Keisuke Shimizu, Kazuhide Inage, Sumihisa Orita, Yawara Eguchi, Yasuhiro Shiga, Masao Koda, Yasuchika Aoki, Toshiaki Kotani, Tsutomu Akazawa, Takeo Furuya, Junichi Nakamura, Hiroshi Takahashi, Miyako Suzuki-Narita, Satoshi Maki, Shigeo Hagiwara, Masahiro Inoue, Masaki Norimoto, Hideyuki Kinoshita, Takashi Sato, Masashi Sato, Keigo Enomoto, Hiromitsu Takaoka, Norichika Mizuki, Takashi Hozumi, Ryuto Tsuchiya, Geundong Kim, Takuma Otagiri, Tomohito Mukaihata, Takahisa Hishiya, Seiji Ohtori
Scientific Reports 11(1) 2021年12月 査読有り筆頭著者責任著者
Abstract
This study examined the factors that inhibit the therapeutic effects of cognitive behavioral therapy (CBT) and clarify the adaptation judgment criteria of CBT. We included patients with chronic low back pain and allocated them to the adaptation (with visual analog scale [VAS] improvement) or non-adaptation group (without VAS improvement). The patients were analyzed using various psychological tests. CBT improved depressive symptoms and catastrophic thinking; however, they were not correlated with the VAS and did not directly affect low back pain improvement. The non-adaptation group showed an unexplainable/vague sense of anxiety; an excessive focus on searching for pain; a strong intimacy desire; a strong tendency of medical dependency; and fantasy or distortion of the actual experience, especially self-image.
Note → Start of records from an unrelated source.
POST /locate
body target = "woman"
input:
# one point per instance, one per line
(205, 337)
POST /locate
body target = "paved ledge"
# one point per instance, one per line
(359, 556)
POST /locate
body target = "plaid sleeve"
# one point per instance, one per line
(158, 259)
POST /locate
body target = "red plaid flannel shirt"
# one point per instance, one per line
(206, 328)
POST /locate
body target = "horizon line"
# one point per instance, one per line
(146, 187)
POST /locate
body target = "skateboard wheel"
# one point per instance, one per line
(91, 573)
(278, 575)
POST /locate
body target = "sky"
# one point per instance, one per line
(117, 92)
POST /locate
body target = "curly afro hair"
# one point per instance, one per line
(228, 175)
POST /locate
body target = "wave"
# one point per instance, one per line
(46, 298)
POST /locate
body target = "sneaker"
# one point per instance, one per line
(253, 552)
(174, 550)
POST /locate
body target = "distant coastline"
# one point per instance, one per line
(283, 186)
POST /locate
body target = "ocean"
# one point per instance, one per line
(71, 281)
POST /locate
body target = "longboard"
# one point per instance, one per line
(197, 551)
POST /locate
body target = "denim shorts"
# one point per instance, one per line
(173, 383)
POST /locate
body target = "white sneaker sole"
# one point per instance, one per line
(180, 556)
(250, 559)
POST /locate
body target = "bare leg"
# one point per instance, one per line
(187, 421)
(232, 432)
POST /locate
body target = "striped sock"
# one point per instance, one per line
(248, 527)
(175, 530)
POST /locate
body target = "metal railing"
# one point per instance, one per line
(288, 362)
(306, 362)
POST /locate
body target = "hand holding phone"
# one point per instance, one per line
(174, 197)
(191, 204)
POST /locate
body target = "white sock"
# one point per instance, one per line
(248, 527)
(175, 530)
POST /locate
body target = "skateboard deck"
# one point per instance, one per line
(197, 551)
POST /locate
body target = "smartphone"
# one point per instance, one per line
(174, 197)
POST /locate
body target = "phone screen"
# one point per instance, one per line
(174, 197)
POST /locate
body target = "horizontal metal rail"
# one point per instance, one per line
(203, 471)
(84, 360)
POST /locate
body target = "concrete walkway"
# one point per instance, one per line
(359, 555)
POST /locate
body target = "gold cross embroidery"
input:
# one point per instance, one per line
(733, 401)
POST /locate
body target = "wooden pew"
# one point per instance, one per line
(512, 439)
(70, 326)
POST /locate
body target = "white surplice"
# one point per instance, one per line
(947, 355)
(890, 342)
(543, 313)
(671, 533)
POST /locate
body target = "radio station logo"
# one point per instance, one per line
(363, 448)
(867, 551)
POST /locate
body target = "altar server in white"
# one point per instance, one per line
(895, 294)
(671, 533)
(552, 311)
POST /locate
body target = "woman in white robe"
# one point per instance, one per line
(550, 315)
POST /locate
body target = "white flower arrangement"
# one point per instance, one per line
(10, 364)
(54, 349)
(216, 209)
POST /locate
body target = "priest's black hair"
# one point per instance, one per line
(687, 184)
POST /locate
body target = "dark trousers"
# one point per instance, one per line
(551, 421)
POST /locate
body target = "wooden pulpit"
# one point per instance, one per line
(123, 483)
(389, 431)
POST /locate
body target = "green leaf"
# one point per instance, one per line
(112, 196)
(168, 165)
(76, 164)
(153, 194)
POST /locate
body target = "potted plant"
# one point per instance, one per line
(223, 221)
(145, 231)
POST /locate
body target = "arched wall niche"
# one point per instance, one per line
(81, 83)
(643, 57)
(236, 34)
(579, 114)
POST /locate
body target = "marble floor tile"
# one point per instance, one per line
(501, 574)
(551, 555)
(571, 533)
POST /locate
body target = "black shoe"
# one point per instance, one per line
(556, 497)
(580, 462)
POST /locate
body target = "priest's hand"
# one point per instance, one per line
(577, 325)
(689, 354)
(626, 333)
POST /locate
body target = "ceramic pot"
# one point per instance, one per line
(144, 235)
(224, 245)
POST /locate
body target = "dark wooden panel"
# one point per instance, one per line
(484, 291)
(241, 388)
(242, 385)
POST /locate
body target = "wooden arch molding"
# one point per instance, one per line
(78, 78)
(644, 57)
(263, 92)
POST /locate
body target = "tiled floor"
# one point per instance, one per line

Moreover, the patients showed a low ability to objectively express or attribute meaning to pain due to poor language skills, attention-deficit hyperactivity disorder, and emotional value judgment. Individuals with the aforementioned characteristics of pre-CBT psychological tests should select a different treatment approach given the high poor-adaption possibility. Even patients with depressive or anxious symptoms are not necessarily adaptable for CBT. Therefore, pre-CBT tests for treatment suitability are necessary. Future studies should establish a protocol for psychotherapy suitable for the non-adaptation group.